Sorridendo, l’Uomo Verde circondò col braccio le spalle dell’Ogier. A fianco di Loial, pareva un uomo accanto a un bambino. «Non si tratta di rendere onore, fratellino. Canteremo insieme le Canzoni, ricorderemo i Grandi Alberi e lo stedding, terremo a bada la Nostalgia.» Esaminò gli altri che ora smontavano da cavallo e si soffermò su Perrin «Un Fratello dei Lupi! Sono tornati davvero i vecchi tempi?»
Rand fissò Perrin. Da parte sua, Perrin girò il cavallo in modo che si trovasse fra lui e l’Uomo Verde, e si chinò a controllare il sottopancia. Rand fu sicuro che volesse evitare lo sguardo inquisitore dell’Uomo Verde. A un tratto costui si rivolse proprio a Rand.
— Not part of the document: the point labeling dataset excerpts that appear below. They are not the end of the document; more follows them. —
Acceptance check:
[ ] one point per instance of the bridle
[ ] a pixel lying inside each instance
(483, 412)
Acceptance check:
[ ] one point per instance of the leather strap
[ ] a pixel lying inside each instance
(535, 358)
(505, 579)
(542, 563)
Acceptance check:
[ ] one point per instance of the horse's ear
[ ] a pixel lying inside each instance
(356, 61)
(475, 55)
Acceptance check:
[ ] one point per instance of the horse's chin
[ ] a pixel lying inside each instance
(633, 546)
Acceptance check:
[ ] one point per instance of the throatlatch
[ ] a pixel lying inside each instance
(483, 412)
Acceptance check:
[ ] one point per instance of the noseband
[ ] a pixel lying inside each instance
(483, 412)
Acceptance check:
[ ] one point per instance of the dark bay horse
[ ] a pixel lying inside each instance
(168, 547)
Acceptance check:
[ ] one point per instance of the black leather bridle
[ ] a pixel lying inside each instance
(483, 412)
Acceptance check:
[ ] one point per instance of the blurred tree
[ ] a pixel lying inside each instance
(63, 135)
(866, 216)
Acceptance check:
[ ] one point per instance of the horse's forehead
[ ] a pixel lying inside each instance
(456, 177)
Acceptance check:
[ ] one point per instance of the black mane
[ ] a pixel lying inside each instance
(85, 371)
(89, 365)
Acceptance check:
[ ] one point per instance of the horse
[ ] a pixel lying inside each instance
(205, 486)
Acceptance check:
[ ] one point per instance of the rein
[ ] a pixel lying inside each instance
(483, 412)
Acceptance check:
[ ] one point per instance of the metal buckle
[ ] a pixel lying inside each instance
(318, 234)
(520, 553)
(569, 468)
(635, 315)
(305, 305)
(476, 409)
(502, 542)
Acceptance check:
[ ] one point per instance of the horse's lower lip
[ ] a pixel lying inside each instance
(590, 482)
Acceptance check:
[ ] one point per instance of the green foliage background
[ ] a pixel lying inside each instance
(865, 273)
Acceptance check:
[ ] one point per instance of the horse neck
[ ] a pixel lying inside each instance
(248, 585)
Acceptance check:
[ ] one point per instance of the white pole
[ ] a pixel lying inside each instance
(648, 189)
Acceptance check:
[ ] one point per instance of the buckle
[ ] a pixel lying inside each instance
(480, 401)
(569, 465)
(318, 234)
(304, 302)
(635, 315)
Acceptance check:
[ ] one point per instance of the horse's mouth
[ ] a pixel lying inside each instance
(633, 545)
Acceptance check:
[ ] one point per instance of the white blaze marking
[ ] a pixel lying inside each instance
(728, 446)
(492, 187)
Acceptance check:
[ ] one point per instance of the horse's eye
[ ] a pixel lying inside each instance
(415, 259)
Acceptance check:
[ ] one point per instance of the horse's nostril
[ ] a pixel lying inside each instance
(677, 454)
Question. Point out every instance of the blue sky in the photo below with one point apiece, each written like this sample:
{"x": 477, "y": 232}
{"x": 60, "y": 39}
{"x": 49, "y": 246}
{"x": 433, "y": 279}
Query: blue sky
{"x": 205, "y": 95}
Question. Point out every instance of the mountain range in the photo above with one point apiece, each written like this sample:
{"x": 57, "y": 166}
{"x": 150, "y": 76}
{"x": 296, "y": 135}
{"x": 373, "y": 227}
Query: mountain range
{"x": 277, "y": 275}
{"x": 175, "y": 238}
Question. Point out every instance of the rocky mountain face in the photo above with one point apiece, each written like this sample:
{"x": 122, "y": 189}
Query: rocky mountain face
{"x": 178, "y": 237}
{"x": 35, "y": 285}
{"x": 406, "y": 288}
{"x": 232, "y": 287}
«Vesti bizzarre indossi, Figlio del Drago. La Ruota ha girato così lontano? Forse il Popolo del Drago torna al Primo Patto? Ma tu porti la spada. Non è il momento.»
Rand aveva la bocca secca. «Non so di cosa parli» riuscì infine a dire. «Cosa significa?»
L’Uomo Verde si toccò la cicatrice marrone. Per un momento parve confuso. «Non... non so. I miei ricordi sono frammentari e a volte sfuggenti; quelli che restano, sembrano in gran parte foglie visitate dai bruchi. Eppure, sono sicuro... No, il ricordo è fuggito. Ma qui sei il benvenuto. Tu, Moiraine Sedai, sei più d’una sorpresa. Questo posto fu fatto in modo che nessuno potesse trovarlo due volte. Come mai sei di nuovo qui?»
«Bisogno» rispose Moiraine. «Mio e del mondo. Soprattutto del mondo. Siamo venuti a vedere l’Occhio.»
L’Uomo Verde sospirò, col rumore di vento che spiri tra rami fitti di foglie. «Allora è di nuovo ora. Il ricordo è integro. Il Tenebroso si muove. Lo temevo. Ogni anno che passa, la Macchia cerca di penetrare maggiormente e quest’anno la lotta per mantenerla fuori è stata più difficile che mai. Venite, vi faccio strada.»